Convolutional Sequence to Sequence Learning, Jonas Gehring et al, ICML 2017 https://arxiv.org/abs/1705.03122

Some possibilities:

Each element of the list is wrapped in a residual block: input_dim = 512 layers = [ [[4, 512]], [[4, 512], [4, 512]], [[4, 512], [4, 512]], [[4, 512], [4, 512]] dropout = 0.05

A "bottleneck architecture" input_dim = 512 layers = [ [[4, 512]], [[1, 128], [5, 128], [1, 512]], ... ]

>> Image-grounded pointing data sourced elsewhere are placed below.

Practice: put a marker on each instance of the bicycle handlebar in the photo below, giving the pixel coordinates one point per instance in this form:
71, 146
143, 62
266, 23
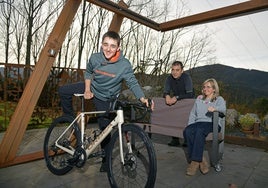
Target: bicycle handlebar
117, 103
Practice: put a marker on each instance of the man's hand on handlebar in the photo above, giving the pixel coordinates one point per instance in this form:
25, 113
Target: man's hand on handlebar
88, 95
148, 102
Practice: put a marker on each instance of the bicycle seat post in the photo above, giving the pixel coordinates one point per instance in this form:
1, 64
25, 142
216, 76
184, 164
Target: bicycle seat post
82, 103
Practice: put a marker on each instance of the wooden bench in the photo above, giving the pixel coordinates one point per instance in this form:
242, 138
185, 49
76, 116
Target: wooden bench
171, 121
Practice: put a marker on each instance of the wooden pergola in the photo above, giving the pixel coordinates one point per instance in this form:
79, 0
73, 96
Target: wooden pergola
23, 112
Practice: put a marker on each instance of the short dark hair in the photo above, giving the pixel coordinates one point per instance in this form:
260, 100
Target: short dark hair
175, 63
112, 34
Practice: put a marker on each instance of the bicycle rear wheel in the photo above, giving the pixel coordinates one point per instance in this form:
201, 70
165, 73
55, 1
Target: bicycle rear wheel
140, 165
57, 159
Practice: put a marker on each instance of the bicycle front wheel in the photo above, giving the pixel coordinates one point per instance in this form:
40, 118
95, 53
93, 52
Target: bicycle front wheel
139, 168
57, 159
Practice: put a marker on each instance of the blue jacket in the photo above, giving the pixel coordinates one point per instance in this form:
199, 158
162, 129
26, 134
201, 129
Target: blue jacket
199, 112
106, 77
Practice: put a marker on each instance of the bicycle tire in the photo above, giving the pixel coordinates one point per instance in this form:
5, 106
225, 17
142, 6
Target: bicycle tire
56, 159
140, 166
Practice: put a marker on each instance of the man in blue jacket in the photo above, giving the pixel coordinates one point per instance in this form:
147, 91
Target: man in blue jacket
104, 75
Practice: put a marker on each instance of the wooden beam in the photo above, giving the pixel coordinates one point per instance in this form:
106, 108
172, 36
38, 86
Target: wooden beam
232, 11
121, 10
20, 119
117, 19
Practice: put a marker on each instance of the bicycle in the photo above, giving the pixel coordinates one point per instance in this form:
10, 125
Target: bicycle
131, 156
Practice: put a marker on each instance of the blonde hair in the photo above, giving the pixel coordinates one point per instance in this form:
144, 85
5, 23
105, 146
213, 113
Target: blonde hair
215, 86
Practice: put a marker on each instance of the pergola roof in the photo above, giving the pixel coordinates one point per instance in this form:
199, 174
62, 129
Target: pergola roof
231, 11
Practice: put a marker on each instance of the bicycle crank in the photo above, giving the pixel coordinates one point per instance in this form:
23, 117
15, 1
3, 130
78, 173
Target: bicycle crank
79, 158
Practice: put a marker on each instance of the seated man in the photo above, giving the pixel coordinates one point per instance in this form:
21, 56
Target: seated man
178, 86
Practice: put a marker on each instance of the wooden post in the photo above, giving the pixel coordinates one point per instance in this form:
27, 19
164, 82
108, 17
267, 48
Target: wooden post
117, 19
20, 119
18, 124
256, 129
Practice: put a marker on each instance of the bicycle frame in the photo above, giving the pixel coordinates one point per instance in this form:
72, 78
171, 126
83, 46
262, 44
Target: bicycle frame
118, 121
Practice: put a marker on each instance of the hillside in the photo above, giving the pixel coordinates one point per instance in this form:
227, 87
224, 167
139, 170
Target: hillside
245, 85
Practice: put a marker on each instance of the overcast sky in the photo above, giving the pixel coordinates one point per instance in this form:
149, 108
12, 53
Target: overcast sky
240, 42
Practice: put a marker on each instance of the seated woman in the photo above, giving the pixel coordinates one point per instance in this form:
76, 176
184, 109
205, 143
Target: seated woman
200, 125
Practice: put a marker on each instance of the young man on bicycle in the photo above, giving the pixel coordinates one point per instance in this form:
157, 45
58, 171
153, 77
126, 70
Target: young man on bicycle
104, 75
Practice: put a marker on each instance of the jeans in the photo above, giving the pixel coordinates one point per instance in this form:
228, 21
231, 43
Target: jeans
195, 135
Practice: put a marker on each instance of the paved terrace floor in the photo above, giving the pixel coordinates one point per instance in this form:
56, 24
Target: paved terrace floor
244, 167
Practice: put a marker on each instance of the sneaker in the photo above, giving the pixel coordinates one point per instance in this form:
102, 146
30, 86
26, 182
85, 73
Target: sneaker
174, 142
104, 167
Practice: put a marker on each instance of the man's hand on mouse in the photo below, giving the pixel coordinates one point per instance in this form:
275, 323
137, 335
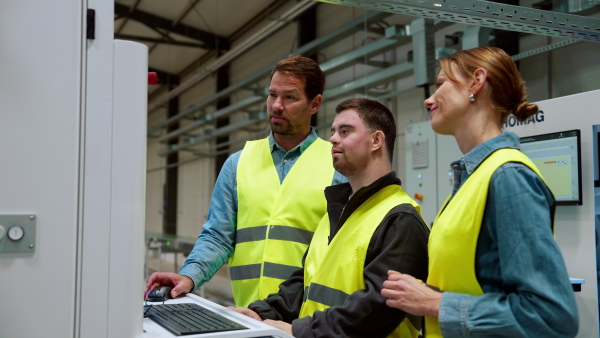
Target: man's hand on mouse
180, 284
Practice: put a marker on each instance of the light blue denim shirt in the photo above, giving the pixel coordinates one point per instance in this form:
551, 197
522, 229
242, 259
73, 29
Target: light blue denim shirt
527, 292
216, 241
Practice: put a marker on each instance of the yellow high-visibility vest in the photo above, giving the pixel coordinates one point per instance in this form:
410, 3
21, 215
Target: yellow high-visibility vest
333, 271
275, 222
453, 238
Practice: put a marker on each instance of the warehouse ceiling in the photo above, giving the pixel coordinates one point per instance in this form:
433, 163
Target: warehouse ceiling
183, 34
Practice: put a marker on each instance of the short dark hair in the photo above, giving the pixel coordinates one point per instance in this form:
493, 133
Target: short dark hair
305, 69
375, 116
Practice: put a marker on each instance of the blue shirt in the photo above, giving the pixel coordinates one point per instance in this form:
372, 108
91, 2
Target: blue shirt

An architecture with dilated convolutions input_dim = 512 layers = [ [[2, 512, 1]], [[2, 512, 2]], [[2, 512, 4]], [[2, 512, 8]], # receptive field == 16 [[2, 512, 1]], [[2, 512, 2]], [[2, 512, 4]], [[2, 512, 8]], # receptive field == 31 [[2, 512, 1]], [[2, 512, 2]], [[2, 512, 4]], [[2, 512, 8]], # receptive field == 46 [[2, 512, 1]], [[2, 512, 2]], [[2, 512, 4]], [[2, 512, 8]], # receptive field == 57 ]

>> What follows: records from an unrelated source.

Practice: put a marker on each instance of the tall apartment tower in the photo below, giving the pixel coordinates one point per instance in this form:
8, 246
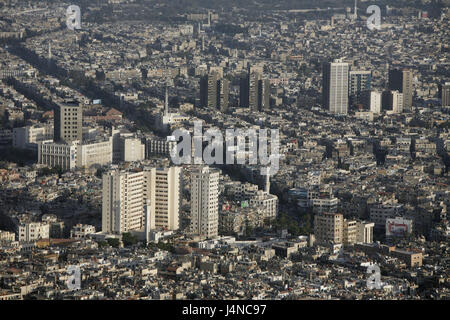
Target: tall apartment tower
445, 94
335, 87
375, 102
122, 201
328, 227
205, 202
393, 101
402, 81
163, 191
359, 82
214, 92
254, 90
68, 123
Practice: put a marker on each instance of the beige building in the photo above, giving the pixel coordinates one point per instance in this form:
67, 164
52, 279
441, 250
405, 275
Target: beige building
163, 190
32, 231
267, 201
349, 231
7, 236
364, 233
68, 121
75, 155
29, 137
81, 231
122, 204
333, 227
205, 202
328, 227
54, 154
95, 153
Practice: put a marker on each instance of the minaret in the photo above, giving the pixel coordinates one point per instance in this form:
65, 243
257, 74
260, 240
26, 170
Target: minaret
166, 103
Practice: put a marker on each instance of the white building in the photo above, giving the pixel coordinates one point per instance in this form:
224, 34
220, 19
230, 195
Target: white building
397, 102
364, 232
268, 201
7, 236
95, 153
29, 137
375, 102
123, 201
380, 213
335, 86
131, 149
163, 190
70, 156
205, 202
54, 154
32, 231
81, 231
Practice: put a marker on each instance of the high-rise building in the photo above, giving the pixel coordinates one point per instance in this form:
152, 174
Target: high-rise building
335, 87
402, 81
328, 227
393, 101
68, 123
123, 201
214, 91
32, 231
445, 94
254, 90
375, 101
359, 82
163, 190
205, 202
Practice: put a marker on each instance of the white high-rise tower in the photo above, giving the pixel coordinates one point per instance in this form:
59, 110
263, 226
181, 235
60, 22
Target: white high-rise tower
205, 202
335, 86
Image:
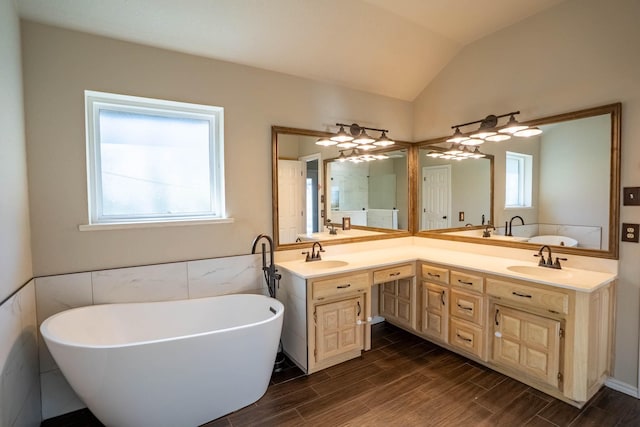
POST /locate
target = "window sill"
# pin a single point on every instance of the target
(153, 224)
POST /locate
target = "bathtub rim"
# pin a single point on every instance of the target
(48, 336)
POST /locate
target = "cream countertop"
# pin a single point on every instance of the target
(568, 278)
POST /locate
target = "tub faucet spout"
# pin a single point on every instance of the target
(270, 272)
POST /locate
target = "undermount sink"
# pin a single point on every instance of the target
(328, 263)
(537, 271)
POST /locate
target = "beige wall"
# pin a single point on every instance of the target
(15, 246)
(59, 65)
(582, 53)
(20, 384)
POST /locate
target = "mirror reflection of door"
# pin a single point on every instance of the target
(436, 197)
(313, 204)
(291, 199)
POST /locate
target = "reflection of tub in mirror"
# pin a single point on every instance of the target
(554, 240)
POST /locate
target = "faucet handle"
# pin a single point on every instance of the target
(317, 255)
(557, 263)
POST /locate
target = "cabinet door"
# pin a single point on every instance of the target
(387, 303)
(337, 328)
(435, 300)
(527, 342)
(404, 301)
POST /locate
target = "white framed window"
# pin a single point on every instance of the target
(518, 180)
(151, 160)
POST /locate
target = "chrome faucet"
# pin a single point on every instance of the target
(314, 256)
(507, 231)
(549, 263)
(487, 230)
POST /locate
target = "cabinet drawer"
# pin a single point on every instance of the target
(466, 336)
(530, 296)
(467, 281)
(326, 288)
(393, 273)
(466, 306)
(435, 274)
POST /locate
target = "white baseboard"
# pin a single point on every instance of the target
(622, 387)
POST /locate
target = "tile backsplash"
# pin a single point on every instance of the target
(162, 282)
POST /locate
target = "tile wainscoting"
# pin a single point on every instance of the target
(19, 379)
(163, 282)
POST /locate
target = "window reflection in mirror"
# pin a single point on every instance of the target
(369, 193)
(574, 169)
(309, 188)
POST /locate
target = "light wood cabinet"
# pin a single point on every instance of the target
(435, 316)
(397, 294)
(467, 306)
(466, 310)
(557, 340)
(554, 339)
(338, 313)
(338, 328)
(528, 343)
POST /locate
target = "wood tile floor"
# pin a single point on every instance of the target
(406, 381)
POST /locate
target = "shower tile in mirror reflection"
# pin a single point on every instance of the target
(161, 282)
(587, 236)
(239, 274)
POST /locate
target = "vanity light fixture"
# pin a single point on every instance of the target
(357, 136)
(490, 131)
(326, 142)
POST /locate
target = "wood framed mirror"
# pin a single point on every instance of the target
(309, 187)
(572, 171)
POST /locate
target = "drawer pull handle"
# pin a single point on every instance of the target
(521, 295)
(464, 339)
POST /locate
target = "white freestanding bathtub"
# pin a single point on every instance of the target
(176, 363)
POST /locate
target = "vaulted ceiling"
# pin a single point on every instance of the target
(388, 47)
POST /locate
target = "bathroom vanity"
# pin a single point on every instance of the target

Registered as a Seq2SeqEncoder with name "gated-cnn-encoder".

Parameters

  • input_dim : int
    The dimension of the inputs.
  • layers : Sequence[Sequence[Sequence[int]]]
    The layer dimensions for each ResidualBlock.
  • dropout : float, optional (default = 0.0)
    The dropout for each ResidualBlock.
  • return_all_layers : bool, optional (default = False)
    Whether to return all layers or just the last layer.

forward#

class GatedCnnEncoder(Seq2SeqEncoder):
 | ...
 | def forward(
 |     self,
 |     token_embeddings: torch.Tensor,
 |     mask: torch.BoolTensor
 | )

Convolutions need transposed input

get_input_dim#

class GatedCnnEncoder(Seq2SeqEncoder):
 | ...
 | def get_input_dim(self) -> int

get_output_dim#

class GatedCnnEncoder(Seq2SeqEncoder):
 | ...
 | def get_output_dim(self) -> int

is_bidirectional#

class GatedCnnEncoder(Seq2SeqEncoder):
 | ...
 | def is_bidirectional(self) -> bool